The school project that had filled her with such dismay, now appeared in the light of a blessing. She was glad that Dorothy had been selected for her assistant. She knew the kindly disposition of the girl, who had often left a roll of nice fresh butter, or a cream cheese, at her humble dwelling, as a small token of her respect; and she had often wished she had the power to show her some small favour in return, for her offerings of love.

At the park gates she overtook Dorothy, who had sauntered leisurely homewards, recalling to memory every word that had passed between her and Lord Wilton. Marvelling at the grandeur of the Hall, and still more at the gracious reception he had given her—

"Mrs. Martin," she said, when that lady joined her, "is not Lord Wilton a kind good man? I feel as if I could love him with my whole heart. I felt so afraid of him before I saw him—and he treated me as politely as if I had been a lady. How can people call him proud and cold? I shall never think of him without coupling his name with a blessing."

"He deserves it, Dorothy. He has made me very happy. He has promised to give me a hundred a year for superintending his school. A hundred a year—think of that. It appears quite a fabulous sum to me. It will double our income. And do you know, Dorothy, he wants you to be my assistant?"

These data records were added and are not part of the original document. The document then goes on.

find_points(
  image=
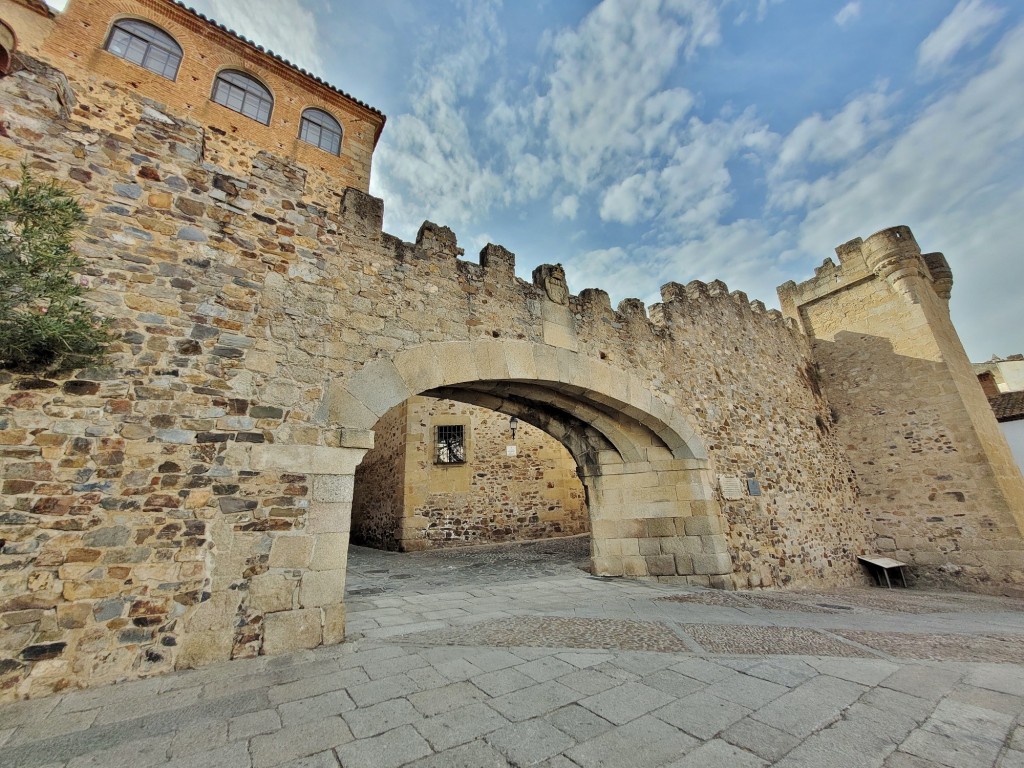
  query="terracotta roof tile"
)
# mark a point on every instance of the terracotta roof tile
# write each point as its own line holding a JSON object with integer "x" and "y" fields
{"x": 270, "y": 53}
{"x": 1008, "y": 406}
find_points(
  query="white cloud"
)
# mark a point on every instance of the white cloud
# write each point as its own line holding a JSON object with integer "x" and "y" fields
{"x": 260, "y": 20}
{"x": 952, "y": 177}
{"x": 428, "y": 157}
{"x": 848, "y": 12}
{"x": 964, "y": 28}
{"x": 567, "y": 207}
{"x": 604, "y": 94}
{"x": 692, "y": 189}
{"x": 827, "y": 140}
{"x": 743, "y": 254}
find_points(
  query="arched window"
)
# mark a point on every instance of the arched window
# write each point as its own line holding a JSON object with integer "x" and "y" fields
{"x": 145, "y": 45}
{"x": 322, "y": 130}
{"x": 238, "y": 91}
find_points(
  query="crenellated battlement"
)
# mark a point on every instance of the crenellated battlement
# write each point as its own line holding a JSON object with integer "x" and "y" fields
{"x": 891, "y": 255}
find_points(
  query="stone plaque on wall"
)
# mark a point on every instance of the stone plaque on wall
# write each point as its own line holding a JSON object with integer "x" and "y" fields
{"x": 731, "y": 486}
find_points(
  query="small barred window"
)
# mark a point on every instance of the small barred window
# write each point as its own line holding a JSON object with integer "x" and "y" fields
{"x": 451, "y": 443}
{"x": 145, "y": 45}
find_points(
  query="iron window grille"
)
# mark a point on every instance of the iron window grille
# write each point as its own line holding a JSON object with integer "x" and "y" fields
{"x": 320, "y": 129}
{"x": 238, "y": 91}
{"x": 146, "y": 46}
{"x": 451, "y": 444}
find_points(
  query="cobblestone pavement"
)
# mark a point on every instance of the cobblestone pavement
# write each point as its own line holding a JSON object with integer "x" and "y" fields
{"x": 515, "y": 656}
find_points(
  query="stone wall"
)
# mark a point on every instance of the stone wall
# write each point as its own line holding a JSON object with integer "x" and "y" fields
{"x": 189, "y": 502}
{"x": 381, "y": 482}
{"x": 493, "y": 497}
{"x": 935, "y": 475}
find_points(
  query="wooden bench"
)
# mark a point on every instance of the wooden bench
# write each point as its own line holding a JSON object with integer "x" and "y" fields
{"x": 879, "y": 566}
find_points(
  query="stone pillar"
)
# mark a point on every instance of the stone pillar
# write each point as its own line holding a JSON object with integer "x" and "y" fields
{"x": 656, "y": 519}
{"x": 301, "y": 594}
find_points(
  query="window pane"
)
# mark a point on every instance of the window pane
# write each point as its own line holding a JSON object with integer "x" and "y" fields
{"x": 145, "y": 45}
{"x": 240, "y": 92}
{"x": 321, "y": 129}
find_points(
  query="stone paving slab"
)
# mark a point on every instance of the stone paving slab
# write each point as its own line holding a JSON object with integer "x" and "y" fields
{"x": 941, "y": 647}
{"x": 745, "y": 639}
{"x": 585, "y": 673}
{"x": 558, "y": 632}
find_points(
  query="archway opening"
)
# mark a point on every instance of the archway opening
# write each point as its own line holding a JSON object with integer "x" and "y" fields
{"x": 445, "y": 473}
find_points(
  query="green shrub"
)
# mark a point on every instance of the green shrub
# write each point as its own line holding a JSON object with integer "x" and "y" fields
{"x": 44, "y": 325}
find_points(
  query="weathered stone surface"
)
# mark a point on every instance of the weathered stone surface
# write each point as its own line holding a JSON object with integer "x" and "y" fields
{"x": 292, "y": 630}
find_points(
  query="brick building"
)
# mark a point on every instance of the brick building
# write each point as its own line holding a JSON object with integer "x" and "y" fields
{"x": 247, "y": 97}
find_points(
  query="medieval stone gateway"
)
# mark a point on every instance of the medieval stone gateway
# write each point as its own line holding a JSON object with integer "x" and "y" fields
{"x": 189, "y": 502}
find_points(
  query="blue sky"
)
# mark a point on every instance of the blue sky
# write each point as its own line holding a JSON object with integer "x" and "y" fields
{"x": 640, "y": 141}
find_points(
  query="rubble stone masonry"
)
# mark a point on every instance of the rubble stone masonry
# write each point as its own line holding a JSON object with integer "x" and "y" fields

"But," and Dorothy stopped suddenly, "I am not qualified for undertaking such an important situation. My knowledge is so limited, it would be the blind leading the blind. I can read a chapter to father in the Bible, but the hard names sadly puzzle me. I write a poor cramped hand, which I can hardly make out myself, and know very little about figures. I can cast up little sums in my own head better than I can on paper. It has always been the cherished wish of my heart to get a little more education.

"There are a heap of old books in a closet at the Farm, upon which I cast a longing eye, but they are all Greek and Hebrew to me. You know, dear Mrs. Martin, how I am situated. I have all the work of the house upon my hands; and when night comes, I am so tired and sleepy, that I am glad to go to bed; and father, at any rate, would not allow me to set up, and waste the candles in reading."

"You must persuade the old people to hire a girl to help you, Dorothy. They can well afford it. Lord Wilton wishes me to instruct you, and it is too good a chance," she continued, laughing, "to let slip through your fingers. If you do not like to speak to them on the subject, I will. I shall feel only too happy to teach you, Dorothy, and Henry will add his valuable instructions to mine. I feel quite excited by the good news I have to tell him," she said, forgetting Dorothy, and once more reverting to her own affairs. "I left him in such low spirits this morning. We had not money to buy a loaf for breakfast, the children were hungry and discontented with only potatoes, and it was difficult to pacify them. I walked up to the Hall with such a heavy heart—but you see, Dorothy, how sinful it was to doubt the mercy of the Heavenly Father, who has almost miraculously supplied the daily bread my poor husband prayed for so earnestly this morning, and which my good Henry felt so certain would be provided to meet our wants."

Dorothy's eyes were overflowing. As to Mrs. Martin, she sobbed aloud.

The two women walked together in silence until they had crossed the heath. Their path here separated, Mrs. Martin following the downward course of the sandy lane, and Dorothy climbing the hill. They shook hands warmly as they parted, the curate's wife promising to call at the Farm next day, and have a talk with the old folks.

"Poor thing," sighed Dorothy, looking after her, "we have our cares, but we never know what it is to lack an abundant supply of wholesome food. Now here is a lady, well educated and delicately nurtured, who is destitute of the common necessaries of life. This ought to be a lesson to me, to be contented with my lot."

Dorothy did not feel quite satisfied with herself on this point. She struggled hard to suppress a regretful sense of inferiority—a growing disgust and aversion to her laborious life, which had stolen into her mind since she had seen the interior of that lordly mansion, and beheld the beautiful works of art it contained; the taste and elegance displayed in the costly furniture, and the luxurious comfort which reigned everywhere.